Kyotaro Suzuki was born in Chiba, Japan, in 1969. He received the B.E. degrees from Keio University, Japan, in 1992.



He is now in master course of the department of computer science in Keio University. His research interests are parallel VLSI CAD and neural networks.

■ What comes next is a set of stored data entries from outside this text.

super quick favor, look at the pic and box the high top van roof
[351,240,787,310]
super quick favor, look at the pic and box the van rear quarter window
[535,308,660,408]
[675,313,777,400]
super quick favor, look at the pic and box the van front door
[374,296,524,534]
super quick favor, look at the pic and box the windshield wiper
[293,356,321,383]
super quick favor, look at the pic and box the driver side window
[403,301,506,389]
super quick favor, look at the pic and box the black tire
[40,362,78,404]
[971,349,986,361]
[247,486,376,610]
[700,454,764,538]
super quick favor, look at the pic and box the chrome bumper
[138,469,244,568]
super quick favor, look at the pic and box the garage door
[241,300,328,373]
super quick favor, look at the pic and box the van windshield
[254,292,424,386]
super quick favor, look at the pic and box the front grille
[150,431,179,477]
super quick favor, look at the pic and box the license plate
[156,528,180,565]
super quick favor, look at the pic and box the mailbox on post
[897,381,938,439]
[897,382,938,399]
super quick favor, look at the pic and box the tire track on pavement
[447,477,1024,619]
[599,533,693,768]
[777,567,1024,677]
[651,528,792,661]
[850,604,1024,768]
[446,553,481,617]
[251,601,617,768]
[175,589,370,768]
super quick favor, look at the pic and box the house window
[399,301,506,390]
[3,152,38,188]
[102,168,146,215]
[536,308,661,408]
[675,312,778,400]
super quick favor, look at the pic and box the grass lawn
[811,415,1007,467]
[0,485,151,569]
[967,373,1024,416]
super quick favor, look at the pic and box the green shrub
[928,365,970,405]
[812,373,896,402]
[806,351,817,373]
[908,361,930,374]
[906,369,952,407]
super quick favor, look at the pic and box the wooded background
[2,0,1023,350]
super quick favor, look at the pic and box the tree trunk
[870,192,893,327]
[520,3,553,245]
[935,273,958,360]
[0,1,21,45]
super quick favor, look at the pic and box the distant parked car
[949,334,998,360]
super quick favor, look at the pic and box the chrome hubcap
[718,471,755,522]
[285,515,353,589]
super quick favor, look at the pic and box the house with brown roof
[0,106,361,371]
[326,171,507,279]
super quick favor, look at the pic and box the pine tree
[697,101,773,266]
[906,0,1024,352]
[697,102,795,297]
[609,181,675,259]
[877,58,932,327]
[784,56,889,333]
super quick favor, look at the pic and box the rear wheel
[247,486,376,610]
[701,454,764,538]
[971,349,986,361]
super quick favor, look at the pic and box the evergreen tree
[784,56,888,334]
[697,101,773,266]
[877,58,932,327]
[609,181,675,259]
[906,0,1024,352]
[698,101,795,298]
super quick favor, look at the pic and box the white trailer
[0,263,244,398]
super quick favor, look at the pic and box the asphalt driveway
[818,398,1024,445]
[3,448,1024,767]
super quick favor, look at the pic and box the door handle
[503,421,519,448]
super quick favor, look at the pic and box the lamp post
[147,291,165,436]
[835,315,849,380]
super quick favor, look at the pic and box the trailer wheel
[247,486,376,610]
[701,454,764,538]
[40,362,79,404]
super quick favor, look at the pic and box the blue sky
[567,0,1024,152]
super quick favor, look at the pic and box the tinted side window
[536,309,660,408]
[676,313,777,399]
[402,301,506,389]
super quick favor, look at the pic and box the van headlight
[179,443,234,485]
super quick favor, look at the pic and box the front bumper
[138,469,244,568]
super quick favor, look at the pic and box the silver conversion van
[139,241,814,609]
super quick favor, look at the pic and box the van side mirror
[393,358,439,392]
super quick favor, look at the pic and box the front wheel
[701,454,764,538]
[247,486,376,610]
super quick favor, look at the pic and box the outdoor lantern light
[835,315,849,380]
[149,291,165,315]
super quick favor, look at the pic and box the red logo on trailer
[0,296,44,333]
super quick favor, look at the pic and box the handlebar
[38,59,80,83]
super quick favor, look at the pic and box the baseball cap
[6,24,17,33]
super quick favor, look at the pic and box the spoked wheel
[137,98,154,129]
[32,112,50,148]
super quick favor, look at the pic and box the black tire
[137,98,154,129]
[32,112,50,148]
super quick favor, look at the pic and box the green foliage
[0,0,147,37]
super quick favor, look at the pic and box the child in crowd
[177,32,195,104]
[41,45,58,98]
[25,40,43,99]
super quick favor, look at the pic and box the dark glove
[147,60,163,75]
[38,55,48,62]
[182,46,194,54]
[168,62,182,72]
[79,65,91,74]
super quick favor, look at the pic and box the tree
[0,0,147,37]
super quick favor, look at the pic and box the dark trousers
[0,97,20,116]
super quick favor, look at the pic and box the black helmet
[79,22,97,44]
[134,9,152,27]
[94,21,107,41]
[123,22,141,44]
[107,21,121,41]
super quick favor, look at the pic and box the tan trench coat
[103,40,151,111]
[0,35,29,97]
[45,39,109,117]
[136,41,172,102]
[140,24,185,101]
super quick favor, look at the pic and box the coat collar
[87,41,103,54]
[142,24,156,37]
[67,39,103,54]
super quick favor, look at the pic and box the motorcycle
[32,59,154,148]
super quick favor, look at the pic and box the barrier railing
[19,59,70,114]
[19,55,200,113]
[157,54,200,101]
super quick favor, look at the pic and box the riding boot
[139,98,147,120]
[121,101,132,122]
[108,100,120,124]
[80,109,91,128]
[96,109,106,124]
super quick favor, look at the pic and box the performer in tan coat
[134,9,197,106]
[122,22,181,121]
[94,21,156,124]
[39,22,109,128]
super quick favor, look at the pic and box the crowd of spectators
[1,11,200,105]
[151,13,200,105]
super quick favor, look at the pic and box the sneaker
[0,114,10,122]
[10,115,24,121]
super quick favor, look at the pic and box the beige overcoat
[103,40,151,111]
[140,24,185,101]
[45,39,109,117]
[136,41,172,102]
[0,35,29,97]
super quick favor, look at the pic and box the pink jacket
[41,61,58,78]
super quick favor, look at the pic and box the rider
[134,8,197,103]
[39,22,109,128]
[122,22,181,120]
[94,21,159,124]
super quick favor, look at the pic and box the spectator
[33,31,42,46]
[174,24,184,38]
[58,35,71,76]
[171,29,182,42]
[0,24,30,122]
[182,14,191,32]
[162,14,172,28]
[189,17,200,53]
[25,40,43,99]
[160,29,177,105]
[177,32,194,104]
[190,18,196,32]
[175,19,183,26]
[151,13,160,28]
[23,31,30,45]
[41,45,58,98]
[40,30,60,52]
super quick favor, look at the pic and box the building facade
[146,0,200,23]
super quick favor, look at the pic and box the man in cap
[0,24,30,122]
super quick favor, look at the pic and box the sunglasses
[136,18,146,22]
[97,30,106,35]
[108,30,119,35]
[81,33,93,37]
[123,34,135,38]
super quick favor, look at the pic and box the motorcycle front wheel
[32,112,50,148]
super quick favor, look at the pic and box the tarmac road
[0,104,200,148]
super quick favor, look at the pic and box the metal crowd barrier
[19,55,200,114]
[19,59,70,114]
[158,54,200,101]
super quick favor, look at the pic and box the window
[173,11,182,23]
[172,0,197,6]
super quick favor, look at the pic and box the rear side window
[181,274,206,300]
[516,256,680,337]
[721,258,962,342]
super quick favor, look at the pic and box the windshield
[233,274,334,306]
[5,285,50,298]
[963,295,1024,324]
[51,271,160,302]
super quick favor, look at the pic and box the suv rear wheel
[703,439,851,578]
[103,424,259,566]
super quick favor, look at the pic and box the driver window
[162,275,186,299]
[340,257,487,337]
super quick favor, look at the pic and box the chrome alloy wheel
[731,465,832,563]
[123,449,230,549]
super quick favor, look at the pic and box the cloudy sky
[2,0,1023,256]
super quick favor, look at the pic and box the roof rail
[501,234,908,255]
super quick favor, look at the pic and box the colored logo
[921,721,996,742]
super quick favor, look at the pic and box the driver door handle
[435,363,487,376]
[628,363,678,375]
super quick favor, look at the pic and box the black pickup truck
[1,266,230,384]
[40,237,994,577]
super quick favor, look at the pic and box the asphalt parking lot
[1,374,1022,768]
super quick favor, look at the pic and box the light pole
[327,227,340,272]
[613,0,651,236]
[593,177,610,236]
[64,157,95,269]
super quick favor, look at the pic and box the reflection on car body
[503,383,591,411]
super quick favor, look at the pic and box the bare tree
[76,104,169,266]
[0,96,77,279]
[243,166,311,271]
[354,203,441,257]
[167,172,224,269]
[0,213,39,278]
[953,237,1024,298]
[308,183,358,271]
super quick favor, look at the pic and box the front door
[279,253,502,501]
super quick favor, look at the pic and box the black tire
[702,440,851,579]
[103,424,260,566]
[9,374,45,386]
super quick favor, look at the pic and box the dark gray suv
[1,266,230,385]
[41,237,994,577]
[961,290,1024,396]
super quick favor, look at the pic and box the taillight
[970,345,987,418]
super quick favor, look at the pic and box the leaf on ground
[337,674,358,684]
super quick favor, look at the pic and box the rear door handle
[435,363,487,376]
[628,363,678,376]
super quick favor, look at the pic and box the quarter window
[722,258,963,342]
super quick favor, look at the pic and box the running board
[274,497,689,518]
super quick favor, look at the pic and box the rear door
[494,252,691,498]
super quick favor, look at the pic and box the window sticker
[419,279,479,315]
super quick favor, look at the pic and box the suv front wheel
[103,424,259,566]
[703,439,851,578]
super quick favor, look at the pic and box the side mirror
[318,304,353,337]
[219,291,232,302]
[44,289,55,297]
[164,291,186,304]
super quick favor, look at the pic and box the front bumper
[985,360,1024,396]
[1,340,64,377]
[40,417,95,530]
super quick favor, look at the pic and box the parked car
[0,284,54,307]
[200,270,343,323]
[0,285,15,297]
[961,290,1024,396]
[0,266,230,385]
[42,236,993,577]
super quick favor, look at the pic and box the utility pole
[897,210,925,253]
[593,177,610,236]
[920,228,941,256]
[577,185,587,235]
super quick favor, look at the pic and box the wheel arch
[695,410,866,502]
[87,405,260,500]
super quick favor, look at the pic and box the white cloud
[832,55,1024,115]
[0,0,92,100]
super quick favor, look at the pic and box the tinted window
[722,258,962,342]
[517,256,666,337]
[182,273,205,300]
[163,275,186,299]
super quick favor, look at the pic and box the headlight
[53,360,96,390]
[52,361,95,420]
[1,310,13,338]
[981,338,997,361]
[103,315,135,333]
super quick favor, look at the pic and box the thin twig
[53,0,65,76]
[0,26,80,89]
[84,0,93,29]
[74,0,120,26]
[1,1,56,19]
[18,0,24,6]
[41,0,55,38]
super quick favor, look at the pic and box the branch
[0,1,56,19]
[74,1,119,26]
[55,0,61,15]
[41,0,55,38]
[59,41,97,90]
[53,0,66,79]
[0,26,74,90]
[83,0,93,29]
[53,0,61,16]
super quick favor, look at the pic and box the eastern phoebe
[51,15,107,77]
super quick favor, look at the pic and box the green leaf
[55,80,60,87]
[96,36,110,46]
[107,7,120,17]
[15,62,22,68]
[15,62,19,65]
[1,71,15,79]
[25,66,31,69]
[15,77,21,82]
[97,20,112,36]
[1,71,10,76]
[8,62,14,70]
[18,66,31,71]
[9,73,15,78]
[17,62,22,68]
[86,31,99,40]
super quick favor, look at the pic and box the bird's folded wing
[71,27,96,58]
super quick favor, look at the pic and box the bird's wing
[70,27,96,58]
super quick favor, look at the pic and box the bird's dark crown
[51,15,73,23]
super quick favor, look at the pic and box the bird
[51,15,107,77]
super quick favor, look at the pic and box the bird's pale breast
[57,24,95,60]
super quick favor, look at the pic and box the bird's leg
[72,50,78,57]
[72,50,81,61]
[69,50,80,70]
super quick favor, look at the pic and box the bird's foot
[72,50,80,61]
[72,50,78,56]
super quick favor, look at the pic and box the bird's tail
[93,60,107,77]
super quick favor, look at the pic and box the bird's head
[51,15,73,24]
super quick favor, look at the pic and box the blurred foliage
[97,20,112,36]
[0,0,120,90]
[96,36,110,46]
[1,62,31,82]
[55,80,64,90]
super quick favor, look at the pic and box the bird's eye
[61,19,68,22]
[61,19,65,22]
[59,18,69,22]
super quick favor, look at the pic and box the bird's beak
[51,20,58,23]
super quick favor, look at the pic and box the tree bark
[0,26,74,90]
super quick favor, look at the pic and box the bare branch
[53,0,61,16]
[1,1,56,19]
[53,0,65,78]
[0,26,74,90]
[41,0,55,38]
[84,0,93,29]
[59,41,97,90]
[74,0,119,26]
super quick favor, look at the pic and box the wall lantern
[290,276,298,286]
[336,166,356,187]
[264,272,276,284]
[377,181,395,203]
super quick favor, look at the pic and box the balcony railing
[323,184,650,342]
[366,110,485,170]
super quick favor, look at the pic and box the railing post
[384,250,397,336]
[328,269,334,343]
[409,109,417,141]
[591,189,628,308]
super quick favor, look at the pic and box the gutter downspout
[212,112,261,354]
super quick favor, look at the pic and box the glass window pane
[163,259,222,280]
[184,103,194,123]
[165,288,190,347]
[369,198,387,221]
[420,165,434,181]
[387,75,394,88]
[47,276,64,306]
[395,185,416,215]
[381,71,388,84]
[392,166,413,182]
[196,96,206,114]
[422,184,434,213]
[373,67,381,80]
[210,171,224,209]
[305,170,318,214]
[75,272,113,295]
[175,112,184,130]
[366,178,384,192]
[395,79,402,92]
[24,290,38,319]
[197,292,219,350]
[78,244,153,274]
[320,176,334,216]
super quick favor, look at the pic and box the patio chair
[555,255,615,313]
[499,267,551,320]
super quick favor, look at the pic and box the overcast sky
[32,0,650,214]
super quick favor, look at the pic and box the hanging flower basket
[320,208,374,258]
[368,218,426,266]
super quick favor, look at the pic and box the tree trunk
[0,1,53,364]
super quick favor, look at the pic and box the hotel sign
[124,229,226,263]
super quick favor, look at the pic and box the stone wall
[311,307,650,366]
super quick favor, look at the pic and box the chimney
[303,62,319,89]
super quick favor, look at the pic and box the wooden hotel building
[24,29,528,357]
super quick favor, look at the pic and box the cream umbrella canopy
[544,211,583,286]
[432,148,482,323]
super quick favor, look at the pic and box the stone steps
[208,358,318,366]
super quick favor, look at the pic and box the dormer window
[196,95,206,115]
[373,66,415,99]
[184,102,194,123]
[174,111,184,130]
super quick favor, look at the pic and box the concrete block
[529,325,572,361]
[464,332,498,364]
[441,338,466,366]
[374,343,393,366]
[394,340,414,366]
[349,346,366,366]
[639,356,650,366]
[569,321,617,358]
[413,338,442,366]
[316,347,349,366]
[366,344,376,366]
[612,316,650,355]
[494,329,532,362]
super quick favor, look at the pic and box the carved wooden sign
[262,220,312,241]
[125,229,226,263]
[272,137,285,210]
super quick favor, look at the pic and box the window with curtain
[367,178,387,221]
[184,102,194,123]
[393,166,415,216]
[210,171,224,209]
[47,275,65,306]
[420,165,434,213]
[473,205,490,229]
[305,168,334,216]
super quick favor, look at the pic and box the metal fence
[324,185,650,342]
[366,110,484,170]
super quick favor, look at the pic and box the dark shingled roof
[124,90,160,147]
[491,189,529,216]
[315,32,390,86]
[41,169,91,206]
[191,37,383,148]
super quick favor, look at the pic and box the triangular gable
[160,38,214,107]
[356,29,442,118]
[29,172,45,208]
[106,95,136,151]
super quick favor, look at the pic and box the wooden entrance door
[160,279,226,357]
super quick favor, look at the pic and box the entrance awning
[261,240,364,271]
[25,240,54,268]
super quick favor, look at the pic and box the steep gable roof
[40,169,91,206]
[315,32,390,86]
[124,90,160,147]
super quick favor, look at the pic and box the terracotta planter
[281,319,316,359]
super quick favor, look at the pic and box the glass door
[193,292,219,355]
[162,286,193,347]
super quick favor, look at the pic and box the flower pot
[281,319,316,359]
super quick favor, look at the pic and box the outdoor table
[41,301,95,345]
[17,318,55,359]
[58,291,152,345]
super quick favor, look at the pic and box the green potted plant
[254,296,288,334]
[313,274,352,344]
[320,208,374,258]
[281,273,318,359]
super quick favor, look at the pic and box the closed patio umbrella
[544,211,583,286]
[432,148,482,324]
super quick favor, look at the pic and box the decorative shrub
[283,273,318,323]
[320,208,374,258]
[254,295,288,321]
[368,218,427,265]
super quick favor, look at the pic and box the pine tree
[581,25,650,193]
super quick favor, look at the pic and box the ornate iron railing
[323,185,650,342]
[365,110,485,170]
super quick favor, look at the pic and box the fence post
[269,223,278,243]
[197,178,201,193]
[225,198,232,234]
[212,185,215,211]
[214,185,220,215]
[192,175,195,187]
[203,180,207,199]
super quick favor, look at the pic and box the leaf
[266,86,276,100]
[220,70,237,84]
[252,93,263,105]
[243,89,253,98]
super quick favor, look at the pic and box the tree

#### K. Suzuki et al. / Neurocomputing 8 (1995) 141-156



Hideharu Amano was born in Niigata, Japan, in 1958. He received the B.E., M.E., and Ph.D. degrees from Keio University, Japan, in 1981, 1983, and 1986, respectively.

He is now an Assistant Professor in the Department of Computer Science, Keio University. His research interests include the area of parallel processing.



Yoshiyasu Takefuji is a tenured associate professor on faculty of environmental information at Keio University since April 1992 and also on faculty of Electrical Engineering at Case Western Reserve University since 1988. Before joining Case, he taught at the University of South Florida for two years and the University of South Carolina for three years. He received his BS (1978), MS (1980), and Ph.D (1983) from Electrical Engineering from Keio University under the supervision of Professor Hideo Aiso. His research interests focus on neural network parallel computing for solving real-world problems. He is interested in VLSI applications and silicon architecture.